The humanist tradition rests on an idea of the “human animal” that Giovanni Pico della Mirandola’s classic Oration on Human Dignity highlighted with exemplary elegance. This view – already questioned by Machiavelli, and re-elaborated by great Italian thinkers through the centuries (Tommaso Campanella, Giordano Bruno, and Giambattista Vico, among others) – reemerges in twentieth-century philosophical anthropology: human animals have an indeterminate nature, and cultures shape it.
Around 1960, there is an outburst of essays and reflections on ‘the crisis of culture’, both by some pupils of Martin Heidegger (Hannah Arendt, Günther Anders, Hans-Georg Gadamer, Herbert Marcuse), and by some members of the Frankfurt School (first of all, Theodor W. Adorno). In the same year, Jacques Lacan tackles in his seminar Freud’s essay on Civilization and its Discontents. Just four years later, in 1964, Susan Sontag gives a new picture of culture in her Notes on Camp.
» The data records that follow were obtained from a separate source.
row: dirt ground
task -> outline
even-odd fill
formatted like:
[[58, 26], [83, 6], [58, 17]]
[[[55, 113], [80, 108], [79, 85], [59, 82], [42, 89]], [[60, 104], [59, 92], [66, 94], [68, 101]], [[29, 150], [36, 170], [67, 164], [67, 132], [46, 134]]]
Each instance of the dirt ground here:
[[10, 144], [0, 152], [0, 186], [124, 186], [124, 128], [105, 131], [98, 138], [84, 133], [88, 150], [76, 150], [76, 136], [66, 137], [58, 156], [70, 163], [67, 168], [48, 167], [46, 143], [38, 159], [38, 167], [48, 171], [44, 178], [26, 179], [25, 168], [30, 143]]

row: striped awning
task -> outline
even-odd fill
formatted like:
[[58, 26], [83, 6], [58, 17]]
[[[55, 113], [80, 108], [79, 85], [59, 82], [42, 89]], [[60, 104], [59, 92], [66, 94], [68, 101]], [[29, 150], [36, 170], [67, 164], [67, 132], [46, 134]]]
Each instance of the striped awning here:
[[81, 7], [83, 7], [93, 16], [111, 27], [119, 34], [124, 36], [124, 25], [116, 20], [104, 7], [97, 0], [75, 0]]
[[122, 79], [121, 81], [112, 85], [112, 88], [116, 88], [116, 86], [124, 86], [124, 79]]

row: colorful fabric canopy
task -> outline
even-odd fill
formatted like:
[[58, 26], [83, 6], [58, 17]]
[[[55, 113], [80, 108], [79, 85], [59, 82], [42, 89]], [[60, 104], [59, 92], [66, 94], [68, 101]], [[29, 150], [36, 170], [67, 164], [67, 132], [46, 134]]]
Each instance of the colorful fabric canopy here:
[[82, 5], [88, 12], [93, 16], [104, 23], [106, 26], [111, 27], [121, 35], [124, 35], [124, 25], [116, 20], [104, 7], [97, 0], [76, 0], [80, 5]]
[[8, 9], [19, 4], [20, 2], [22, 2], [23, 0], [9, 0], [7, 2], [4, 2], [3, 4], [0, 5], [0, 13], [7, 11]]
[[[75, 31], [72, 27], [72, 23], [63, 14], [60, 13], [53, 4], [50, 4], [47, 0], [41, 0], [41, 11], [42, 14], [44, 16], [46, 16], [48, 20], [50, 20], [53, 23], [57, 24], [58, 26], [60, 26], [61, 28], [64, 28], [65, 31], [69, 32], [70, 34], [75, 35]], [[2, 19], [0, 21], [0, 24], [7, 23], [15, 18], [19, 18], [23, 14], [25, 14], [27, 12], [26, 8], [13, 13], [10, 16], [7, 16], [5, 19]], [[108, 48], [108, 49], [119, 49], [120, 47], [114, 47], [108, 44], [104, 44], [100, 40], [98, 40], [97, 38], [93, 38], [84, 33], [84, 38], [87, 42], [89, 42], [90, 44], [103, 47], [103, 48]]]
The openness to the world, the potentiality or virtuality highlighted as the ‘human condition’ by most of these authors, is not only a resource for human creativity. Our flexibility as humans is limited, our creativity can be put at the service of aggressive and deadly drives, our indeterminacy can become prey to new forms of exploitation. Today’s culture seems to oscillate between a desperate attempt at control, and a desperate desire to loose control. If nostalgia for a more balanced life of culture would be vain, culture cannot smoothen or hide its dark side, becoming pure entertainment. The price to pay would be a painful ‘return of the repressed’.